MIGUEL COLEY – Football coach, teacher and poet
MIGUEL Coley’s meteoric rise to the national coaching set-up may have been a surprise to most people. But to the coach himself, it really has to do with his success at Jamaica College (JC).
“Sometimes you are doing a lot of work and probably not winning like at Barbican. Before we got promoted to the Premier League, we were always coming like second in the Super League,” Coley told the Jamaica Observer.
He continued: “At Norman Manley, we went to the semi-final two times. Everything I was doing was basically under the radar. So it will be a surprise for a lot of persons, but it’s for them to understand the nature of what I can do.”
Coley, 32, whose playing career was cut short because of injury in 2005, has been coaching for a number of years, and only last year, was drafted as assistant head coach to German Winfried Schaefer.
Having gained valuable experience while playing in the daCosta Cup for Holmwood Technical between 1998-2001, he was an attacking player who averaged 10 to 12 goals a season. Although he did not win the daCosta Cup, his 1999 team went unbeaten and drew with eventual champion St Elizabeth Technical High School.
However, not many top players make the transition to becoming top coaches and Coley believes that being qualified as a teacher of English Literature and Physical Education (PE) has helped to mould him into an astute and successful coach.
“I am a teacher by profession, teaching for 10 years now, and there are some basic elements in which people learn, so you can transfer that to coaching,” he noted.
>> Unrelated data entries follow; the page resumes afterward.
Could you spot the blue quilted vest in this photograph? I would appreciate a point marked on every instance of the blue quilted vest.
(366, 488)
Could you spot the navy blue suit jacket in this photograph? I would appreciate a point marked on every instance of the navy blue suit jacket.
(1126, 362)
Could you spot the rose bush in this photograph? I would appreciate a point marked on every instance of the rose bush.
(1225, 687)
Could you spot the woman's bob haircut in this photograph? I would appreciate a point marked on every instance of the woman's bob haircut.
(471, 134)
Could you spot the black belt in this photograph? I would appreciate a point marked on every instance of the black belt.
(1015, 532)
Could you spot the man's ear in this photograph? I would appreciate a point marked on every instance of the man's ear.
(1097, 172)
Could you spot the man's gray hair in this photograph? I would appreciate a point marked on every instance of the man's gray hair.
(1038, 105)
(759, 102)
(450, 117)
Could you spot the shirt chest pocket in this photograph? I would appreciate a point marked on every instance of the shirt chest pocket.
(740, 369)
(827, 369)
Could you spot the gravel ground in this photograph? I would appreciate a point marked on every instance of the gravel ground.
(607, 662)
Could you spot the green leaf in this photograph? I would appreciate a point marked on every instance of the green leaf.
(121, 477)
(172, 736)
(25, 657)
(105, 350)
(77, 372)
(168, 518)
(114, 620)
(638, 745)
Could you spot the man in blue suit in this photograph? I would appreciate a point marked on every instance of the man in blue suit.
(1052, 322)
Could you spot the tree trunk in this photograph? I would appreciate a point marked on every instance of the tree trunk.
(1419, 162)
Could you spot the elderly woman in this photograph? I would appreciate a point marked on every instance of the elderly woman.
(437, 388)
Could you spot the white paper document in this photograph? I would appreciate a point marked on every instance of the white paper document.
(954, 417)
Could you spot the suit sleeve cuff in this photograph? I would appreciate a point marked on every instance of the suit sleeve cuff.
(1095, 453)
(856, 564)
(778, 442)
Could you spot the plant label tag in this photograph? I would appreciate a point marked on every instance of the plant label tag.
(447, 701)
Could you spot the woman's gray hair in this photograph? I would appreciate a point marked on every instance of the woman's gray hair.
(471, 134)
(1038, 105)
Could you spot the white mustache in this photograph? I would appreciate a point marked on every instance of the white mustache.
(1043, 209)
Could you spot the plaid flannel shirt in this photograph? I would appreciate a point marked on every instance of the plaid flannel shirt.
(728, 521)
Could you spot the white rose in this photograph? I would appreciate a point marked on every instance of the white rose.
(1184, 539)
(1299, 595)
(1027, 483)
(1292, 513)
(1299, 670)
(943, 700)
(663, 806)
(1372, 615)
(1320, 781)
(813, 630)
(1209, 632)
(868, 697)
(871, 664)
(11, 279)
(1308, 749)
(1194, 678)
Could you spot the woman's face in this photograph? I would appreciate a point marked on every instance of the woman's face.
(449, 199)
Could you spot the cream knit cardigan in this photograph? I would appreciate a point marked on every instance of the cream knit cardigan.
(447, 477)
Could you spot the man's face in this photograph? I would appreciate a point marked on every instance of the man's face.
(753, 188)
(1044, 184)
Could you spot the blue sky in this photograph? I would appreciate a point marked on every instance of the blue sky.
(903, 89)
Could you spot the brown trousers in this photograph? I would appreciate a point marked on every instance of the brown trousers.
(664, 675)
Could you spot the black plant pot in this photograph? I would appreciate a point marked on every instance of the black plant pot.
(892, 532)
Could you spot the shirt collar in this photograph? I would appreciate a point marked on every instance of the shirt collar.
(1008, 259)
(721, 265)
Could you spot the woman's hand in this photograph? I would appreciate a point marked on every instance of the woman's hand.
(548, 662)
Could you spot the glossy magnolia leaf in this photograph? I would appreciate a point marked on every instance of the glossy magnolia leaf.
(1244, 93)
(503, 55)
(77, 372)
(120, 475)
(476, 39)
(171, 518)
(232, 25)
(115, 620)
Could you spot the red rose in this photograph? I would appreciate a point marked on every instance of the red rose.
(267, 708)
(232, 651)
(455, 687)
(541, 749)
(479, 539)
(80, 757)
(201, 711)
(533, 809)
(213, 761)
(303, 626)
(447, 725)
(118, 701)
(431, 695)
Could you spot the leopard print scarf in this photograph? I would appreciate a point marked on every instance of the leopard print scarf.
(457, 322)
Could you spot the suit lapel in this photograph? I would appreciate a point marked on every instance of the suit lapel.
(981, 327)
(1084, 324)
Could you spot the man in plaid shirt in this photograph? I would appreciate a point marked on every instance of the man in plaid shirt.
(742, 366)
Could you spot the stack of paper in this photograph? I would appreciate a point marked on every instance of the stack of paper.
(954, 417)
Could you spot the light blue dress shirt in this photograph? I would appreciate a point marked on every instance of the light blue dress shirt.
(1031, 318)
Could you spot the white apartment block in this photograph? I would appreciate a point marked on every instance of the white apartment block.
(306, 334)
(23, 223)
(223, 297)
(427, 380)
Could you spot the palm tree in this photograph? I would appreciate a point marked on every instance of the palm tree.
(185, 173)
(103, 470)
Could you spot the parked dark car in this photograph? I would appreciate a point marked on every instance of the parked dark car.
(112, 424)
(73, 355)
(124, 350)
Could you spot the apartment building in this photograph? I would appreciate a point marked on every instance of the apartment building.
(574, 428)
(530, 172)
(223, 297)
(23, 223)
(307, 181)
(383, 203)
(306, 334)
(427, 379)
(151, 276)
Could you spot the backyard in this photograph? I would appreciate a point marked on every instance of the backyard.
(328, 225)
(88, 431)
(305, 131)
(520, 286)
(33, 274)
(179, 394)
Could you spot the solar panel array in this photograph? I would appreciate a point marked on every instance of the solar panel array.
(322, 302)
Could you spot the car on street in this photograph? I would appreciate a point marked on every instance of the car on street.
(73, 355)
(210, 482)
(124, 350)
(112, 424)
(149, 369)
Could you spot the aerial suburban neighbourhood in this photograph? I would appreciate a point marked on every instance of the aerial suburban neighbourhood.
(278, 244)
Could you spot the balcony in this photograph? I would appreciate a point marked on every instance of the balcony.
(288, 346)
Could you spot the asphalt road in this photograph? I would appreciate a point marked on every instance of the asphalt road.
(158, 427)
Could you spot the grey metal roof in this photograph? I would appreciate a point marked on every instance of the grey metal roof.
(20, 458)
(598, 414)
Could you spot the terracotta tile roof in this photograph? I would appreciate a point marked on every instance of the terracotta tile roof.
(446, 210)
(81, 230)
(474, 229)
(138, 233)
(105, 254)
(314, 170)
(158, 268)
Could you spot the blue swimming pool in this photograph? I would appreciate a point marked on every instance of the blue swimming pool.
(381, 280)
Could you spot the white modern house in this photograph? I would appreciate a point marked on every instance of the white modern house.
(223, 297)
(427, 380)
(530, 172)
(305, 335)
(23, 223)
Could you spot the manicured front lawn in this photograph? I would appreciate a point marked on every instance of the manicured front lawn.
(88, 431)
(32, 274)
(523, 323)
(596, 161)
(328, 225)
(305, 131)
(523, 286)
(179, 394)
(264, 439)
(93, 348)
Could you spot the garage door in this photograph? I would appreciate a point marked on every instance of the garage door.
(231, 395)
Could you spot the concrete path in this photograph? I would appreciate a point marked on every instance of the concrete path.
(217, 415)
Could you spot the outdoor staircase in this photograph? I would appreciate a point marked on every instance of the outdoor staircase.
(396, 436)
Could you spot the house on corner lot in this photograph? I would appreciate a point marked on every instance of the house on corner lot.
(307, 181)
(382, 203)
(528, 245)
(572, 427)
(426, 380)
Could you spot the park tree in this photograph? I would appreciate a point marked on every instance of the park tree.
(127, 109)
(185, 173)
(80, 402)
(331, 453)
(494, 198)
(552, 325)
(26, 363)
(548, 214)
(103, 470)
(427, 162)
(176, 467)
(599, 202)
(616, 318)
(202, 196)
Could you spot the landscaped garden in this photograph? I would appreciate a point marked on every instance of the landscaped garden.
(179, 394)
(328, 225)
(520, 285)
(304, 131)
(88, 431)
He taught at Norman Manley High School for eight years and is in his second year at JC.
Coley, who has led JC to four titles, already capturing the Manning Cup and the All-Island Olivier Shield in 2013 plus the inaugural LIME $1-million dollar Super Cup and the Manning Cup again in 2014, said winning was not new to him having led Mile Gully to the Division One title in Manchester where he also won the Player of the Year award.
Coley, a graduate of Mico University College, who also has a Level II coaching certificate, last played competitive football for Waterhouse in 2005 before an injury curtailed his playing days as a sprightly 23 year-old.
After leaving Mico, Coley went to Norman Manley High as a teacher and was assistant coach to Alrick Clarke before taking charge of the Manning Cup team from 2008, before moving on to JC in 2013.
Other than football, Coley also dabbled in cricket, basketball and volleyball and won the Sportsman of the Year award at Mico.
But it’s not all about sports for Coley, who considers himself a poet, having won the Red Bones Café Poet of the Year in 2012.
For now, Coley, who will be hunting his third title of the year with JC, is quite content that JC’s football programme is second to none, thereby laying the foundation to dominate schoolboy football for the foreseeable future.
“Make God lead you in terms of decision and stuff like that. It is somewhere where I am comfortable being, and I am happy,” said Coley.